The secrets of Boon are revealing themselves to me, gradually. Mr Speaker will be the first to find out (’cept for my street when I run down it naked shouting “EUREKA” - Archimedes and boyancy - when I know the answer)

I am very close to decoding the program code. I should be able to code him to think that it a match day of my choice, but any major mods will require an additional controller.

I’ll keep you all posted.

Tim: Did you say you have a seperate MCU connected to your boonie? From what I can work out after removing the epoxy (and sacrificing the micro underneath) the chip must have an onboard DAC as the speaker is driven directly from the chip. You’d have to assume that the 24C01 would hold all of boonies quotes, when read it would provide a digital form of his quote to the processor which then runs it through a DAC to the speaker. My plan is to connect a PIC to the EEPROM and read and store its data so we can then feed this through our own DAC, allowing us to have Boony speak all his quotes. From there the possibilities are endless! I can’t see a lot of point in keeping the analogue circuitry for the “beep” drive, as once the cricket is finished I doubt we’ll hear those tones again. We just need a reasonable input trigger and we can resurect our boonies for ever!

I’ve just removed the EEPROM from the board, the left side is shorted (A0, A1, A2 and GND) to the WE pin (write protect). When the WE pin is connected to GND, the array can be read from and written to. I have examined the initial data signals after powerup and determined that it is trying to WRITE to the EEPROM. The bitstream is as follows:
START, 1010000 (according to the Device address, Figure 7 for 1K) then a ZERO = write. The data stream then slowly rises (representing a release to read ACK bit) then repeats as my EEPROM is removed.
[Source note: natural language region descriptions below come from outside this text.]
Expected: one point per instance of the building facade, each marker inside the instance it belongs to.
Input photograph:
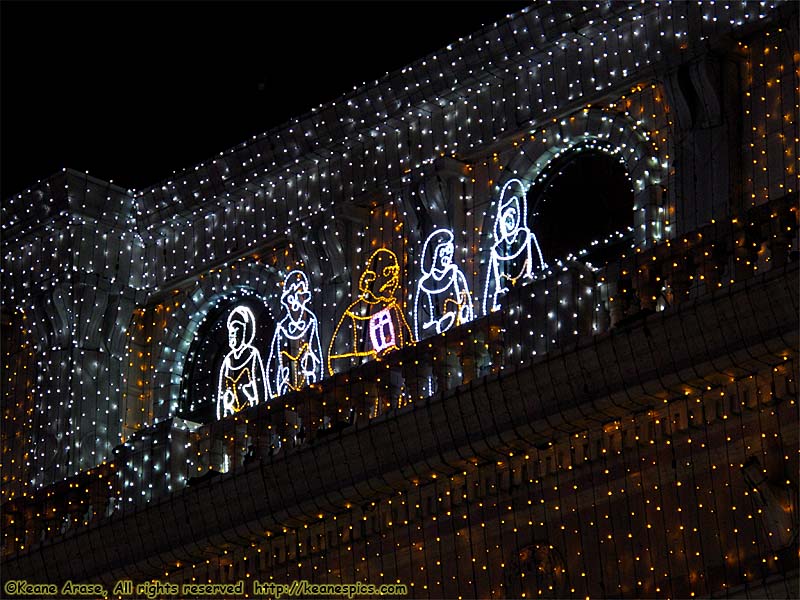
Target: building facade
(519, 320)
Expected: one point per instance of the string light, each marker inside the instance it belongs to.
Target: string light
(659, 445)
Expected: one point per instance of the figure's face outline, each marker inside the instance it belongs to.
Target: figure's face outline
(236, 331)
(380, 280)
(509, 222)
(295, 300)
(443, 257)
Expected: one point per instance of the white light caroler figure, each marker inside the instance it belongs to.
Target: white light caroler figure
(512, 254)
(443, 299)
(241, 376)
(295, 355)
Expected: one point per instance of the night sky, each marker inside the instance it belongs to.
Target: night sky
(133, 92)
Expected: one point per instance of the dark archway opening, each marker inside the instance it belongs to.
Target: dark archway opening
(198, 398)
(582, 205)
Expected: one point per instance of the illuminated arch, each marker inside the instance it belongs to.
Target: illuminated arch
(226, 285)
(612, 133)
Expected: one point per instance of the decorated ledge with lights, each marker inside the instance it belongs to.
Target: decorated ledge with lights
(520, 319)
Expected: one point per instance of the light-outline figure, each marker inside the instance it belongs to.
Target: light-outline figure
(243, 358)
(443, 299)
(295, 354)
(510, 229)
(374, 324)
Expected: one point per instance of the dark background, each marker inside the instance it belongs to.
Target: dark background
(132, 92)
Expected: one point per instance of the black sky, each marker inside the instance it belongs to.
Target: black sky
(133, 92)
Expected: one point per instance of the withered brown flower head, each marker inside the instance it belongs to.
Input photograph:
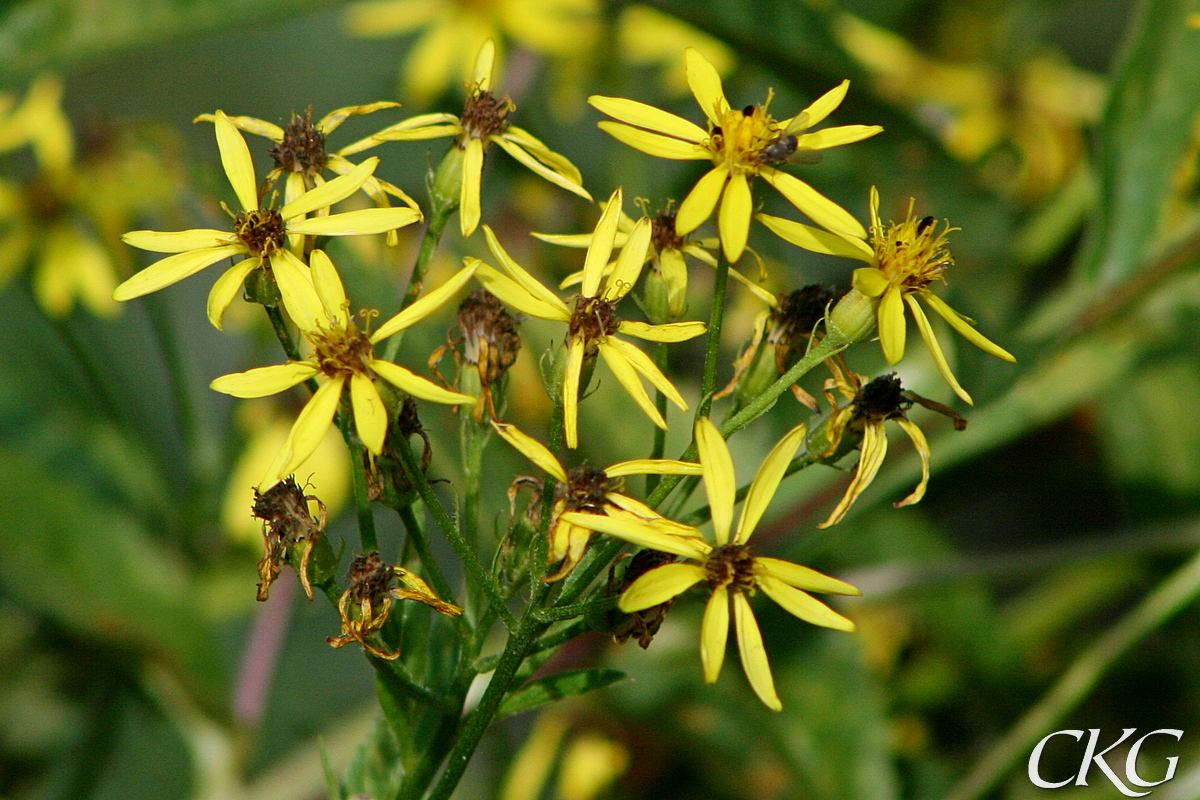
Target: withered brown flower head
(366, 603)
(303, 149)
(287, 523)
(490, 343)
(485, 115)
(641, 624)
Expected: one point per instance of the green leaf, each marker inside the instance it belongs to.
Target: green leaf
(49, 34)
(1145, 137)
(96, 571)
(556, 687)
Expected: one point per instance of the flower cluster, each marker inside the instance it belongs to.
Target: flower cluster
(351, 365)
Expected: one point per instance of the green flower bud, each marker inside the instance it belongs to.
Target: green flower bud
(853, 319)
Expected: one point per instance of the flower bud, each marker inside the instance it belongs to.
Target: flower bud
(853, 319)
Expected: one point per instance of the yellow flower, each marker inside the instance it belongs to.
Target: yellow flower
(652, 38)
(906, 258)
(729, 567)
(593, 322)
(861, 423)
(484, 121)
(455, 29)
(301, 158)
(49, 220)
(666, 254)
(261, 234)
(741, 143)
(367, 601)
(595, 491)
(343, 355)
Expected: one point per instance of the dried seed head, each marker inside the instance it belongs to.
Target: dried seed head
(594, 318)
(485, 115)
(731, 565)
(303, 149)
(262, 230)
(586, 489)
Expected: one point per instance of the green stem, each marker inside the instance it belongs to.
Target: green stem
(558, 613)
(438, 218)
(473, 727)
(1080, 678)
(715, 320)
(196, 441)
(475, 571)
(660, 403)
(417, 535)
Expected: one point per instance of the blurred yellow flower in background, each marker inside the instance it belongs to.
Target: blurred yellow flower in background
(454, 30)
(484, 121)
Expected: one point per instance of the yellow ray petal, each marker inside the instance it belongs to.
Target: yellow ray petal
(648, 116)
(571, 388)
(370, 413)
(706, 85)
(415, 385)
(922, 447)
(802, 605)
(754, 655)
(766, 481)
(531, 449)
(505, 142)
(664, 332)
(354, 223)
(173, 269)
(529, 283)
(250, 125)
(733, 220)
(513, 294)
(235, 160)
(426, 305)
(803, 577)
(814, 205)
(484, 64)
(307, 432)
(331, 121)
(654, 144)
(263, 382)
(227, 288)
(652, 467)
(538, 149)
(874, 449)
(821, 108)
(630, 262)
(328, 286)
(697, 206)
(601, 245)
(327, 194)
(647, 368)
(659, 585)
(628, 378)
(960, 323)
(835, 137)
(295, 287)
(178, 241)
(935, 349)
(893, 328)
(641, 533)
(714, 631)
(816, 240)
(720, 482)
(469, 209)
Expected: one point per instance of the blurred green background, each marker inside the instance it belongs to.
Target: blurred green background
(1060, 136)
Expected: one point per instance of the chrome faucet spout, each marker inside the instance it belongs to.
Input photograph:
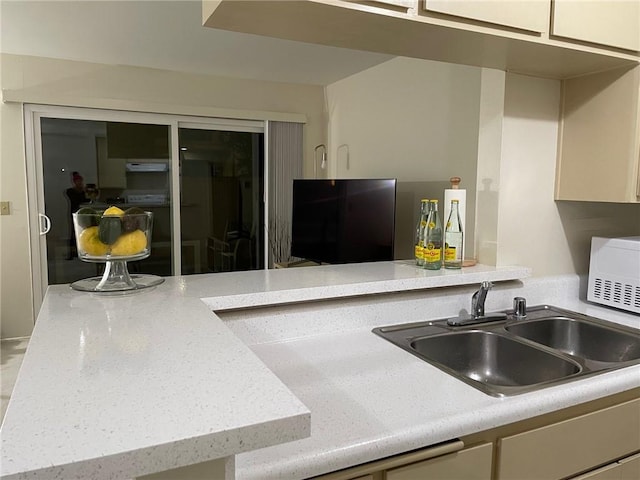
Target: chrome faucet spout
(477, 314)
(478, 299)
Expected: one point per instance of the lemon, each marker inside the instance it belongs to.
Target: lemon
(113, 212)
(130, 243)
(90, 243)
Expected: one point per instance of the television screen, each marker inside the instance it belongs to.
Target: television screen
(343, 221)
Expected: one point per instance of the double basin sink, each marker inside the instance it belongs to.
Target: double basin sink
(507, 357)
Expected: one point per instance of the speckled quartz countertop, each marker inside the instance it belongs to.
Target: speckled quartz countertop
(117, 387)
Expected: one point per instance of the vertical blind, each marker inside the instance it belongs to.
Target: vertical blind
(285, 163)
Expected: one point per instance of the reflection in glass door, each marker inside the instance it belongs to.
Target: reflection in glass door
(96, 164)
(221, 205)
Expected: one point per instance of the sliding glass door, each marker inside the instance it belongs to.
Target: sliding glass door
(202, 178)
(221, 199)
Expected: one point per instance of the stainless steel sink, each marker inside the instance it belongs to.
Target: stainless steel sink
(494, 359)
(591, 341)
(551, 346)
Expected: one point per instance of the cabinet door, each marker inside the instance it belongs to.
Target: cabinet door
(615, 23)
(625, 469)
(609, 472)
(532, 15)
(471, 464)
(571, 446)
(630, 468)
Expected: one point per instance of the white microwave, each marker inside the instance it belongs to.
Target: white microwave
(614, 272)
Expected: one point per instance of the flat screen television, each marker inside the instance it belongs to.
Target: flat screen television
(343, 221)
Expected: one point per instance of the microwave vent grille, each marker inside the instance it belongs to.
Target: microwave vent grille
(614, 268)
(616, 293)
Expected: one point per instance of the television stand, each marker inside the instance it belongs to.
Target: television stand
(298, 263)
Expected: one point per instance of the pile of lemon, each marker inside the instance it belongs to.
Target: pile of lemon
(115, 233)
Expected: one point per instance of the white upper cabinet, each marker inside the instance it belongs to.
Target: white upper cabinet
(532, 15)
(614, 23)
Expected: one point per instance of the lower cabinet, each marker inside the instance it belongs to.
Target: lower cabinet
(446, 461)
(599, 440)
(566, 448)
(625, 469)
(471, 464)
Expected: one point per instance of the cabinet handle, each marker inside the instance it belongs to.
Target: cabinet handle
(47, 224)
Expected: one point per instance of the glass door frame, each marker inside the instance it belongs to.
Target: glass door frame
(33, 113)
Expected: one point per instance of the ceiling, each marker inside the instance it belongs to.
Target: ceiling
(166, 34)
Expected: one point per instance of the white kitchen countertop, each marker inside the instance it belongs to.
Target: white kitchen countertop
(115, 387)
(370, 399)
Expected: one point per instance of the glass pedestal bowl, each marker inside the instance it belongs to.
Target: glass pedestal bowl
(114, 237)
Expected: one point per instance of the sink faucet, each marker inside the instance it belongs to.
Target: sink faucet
(477, 309)
(477, 301)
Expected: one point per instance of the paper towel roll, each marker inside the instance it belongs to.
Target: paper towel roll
(460, 195)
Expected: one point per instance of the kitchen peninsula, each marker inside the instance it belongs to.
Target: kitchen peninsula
(276, 373)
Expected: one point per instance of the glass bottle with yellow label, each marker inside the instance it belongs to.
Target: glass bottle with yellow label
(432, 245)
(420, 229)
(453, 238)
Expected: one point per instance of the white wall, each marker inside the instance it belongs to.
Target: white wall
(59, 82)
(415, 120)
(533, 229)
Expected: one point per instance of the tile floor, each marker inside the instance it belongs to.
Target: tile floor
(11, 353)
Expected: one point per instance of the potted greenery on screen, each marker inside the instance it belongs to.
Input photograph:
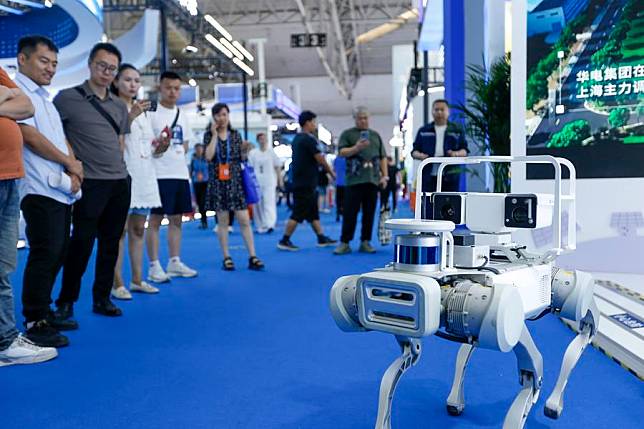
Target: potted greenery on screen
(487, 114)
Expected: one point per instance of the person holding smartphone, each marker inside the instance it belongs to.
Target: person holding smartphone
(173, 179)
(366, 172)
(141, 146)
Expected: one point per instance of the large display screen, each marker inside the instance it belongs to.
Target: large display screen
(585, 88)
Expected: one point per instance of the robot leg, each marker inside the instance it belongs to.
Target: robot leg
(530, 365)
(411, 350)
(456, 398)
(572, 299)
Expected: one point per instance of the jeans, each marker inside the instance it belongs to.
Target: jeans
(99, 215)
(48, 224)
(362, 196)
(9, 217)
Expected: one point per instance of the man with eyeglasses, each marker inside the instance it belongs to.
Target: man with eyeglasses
(95, 122)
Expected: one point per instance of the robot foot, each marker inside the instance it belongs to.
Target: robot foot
(587, 330)
(530, 365)
(456, 398)
(411, 350)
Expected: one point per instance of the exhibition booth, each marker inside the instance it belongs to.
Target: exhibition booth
(535, 287)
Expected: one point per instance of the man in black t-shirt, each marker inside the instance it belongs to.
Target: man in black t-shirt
(306, 158)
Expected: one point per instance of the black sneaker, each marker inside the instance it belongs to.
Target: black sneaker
(106, 308)
(61, 324)
(286, 244)
(324, 241)
(44, 335)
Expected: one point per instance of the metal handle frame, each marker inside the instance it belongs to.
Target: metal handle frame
(569, 197)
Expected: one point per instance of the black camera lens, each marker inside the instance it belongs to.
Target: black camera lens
(520, 215)
(447, 212)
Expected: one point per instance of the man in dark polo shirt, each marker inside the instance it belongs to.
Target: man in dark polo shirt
(366, 160)
(95, 122)
(306, 158)
(440, 138)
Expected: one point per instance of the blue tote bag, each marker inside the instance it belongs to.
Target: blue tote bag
(251, 185)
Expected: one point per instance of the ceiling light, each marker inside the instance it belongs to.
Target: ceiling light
(243, 66)
(212, 21)
(218, 45)
(190, 6)
(29, 3)
(243, 50)
(231, 48)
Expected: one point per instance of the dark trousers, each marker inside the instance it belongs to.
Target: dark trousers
(339, 202)
(100, 214)
(363, 196)
(48, 223)
(384, 197)
(200, 196)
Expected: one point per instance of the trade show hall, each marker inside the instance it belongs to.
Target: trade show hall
(308, 214)
(251, 349)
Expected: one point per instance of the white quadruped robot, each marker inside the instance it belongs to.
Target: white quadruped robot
(475, 286)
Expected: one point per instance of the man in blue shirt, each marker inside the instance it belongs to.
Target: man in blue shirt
(46, 206)
(440, 138)
(340, 167)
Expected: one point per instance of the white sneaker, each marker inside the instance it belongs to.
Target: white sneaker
(179, 269)
(143, 288)
(121, 293)
(23, 351)
(157, 275)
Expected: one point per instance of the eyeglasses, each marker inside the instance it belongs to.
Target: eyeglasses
(104, 67)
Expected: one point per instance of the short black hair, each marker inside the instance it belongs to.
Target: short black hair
(306, 116)
(169, 75)
(122, 68)
(28, 44)
(440, 100)
(219, 107)
(107, 47)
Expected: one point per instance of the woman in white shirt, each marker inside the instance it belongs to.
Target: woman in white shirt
(140, 146)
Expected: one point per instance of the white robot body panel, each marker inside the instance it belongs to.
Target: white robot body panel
(399, 303)
(533, 284)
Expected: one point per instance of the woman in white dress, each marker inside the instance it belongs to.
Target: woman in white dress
(140, 146)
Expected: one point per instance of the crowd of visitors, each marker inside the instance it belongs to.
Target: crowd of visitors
(98, 165)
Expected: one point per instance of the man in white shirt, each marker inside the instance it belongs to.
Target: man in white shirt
(174, 181)
(46, 206)
(267, 169)
(440, 138)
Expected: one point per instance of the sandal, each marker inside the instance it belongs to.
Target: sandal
(228, 264)
(255, 264)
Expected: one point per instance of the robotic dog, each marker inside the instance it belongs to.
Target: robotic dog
(475, 287)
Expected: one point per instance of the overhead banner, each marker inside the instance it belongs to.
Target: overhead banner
(585, 85)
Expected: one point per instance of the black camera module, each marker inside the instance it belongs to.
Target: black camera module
(521, 211)
(448, 207)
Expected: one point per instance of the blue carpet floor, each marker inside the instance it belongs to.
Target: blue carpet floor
(260, 350)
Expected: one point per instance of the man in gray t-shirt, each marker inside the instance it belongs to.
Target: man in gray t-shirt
(95, 122)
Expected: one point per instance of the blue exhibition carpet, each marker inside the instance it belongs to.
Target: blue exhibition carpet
(260, 350)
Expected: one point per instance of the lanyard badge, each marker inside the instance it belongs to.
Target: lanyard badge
(224, 167)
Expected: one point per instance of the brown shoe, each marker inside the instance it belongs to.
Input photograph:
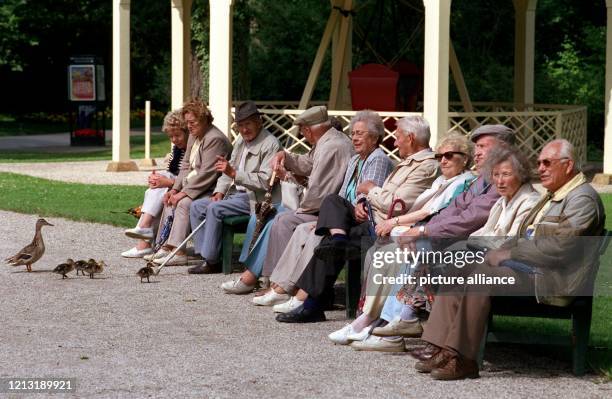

I will now read the EEPROM and see what it contains.

I had tested your talk-window connectoin by manually holding the LED and resistor in place. Today I went to solder him up - I did the ground connection no problem - but the other joint seems tricky. If I solder a wire into that lil’ hole next to the resistor I will surely make a blog-o-solder that will touch both components next to it (C4 and R2) - is that okay? Or do I have to a magic tiny solder?

Also, what if I want to use a green or yellow led? are they the same as red (besides, you know, the colour thing…)?
‘

Also, there are a number of other spots on the PCB you can connect it to, use your multimeter to find out, it’s just that the one mentioned was the closest to the GND point I used.

By the way, I made a mistake in my previuos post, the EEPROM is actually being READ FROM, using the random read. I thought that was to read a random address, but it means to read an address at a random point in time. Therefore, for some weird reason, you have to pretend to write to it, then read from it (see datasheet).

The EEPROM is only 1K and therefore isn’t nearly big enough to store all his quotes, even at maximum compression.

I haven’t had a chance to read it yet, spent some time at in on Friday, but the poopie hit the fan during the arvo and I had to leave. I’ll try and get back to it tomorrow night.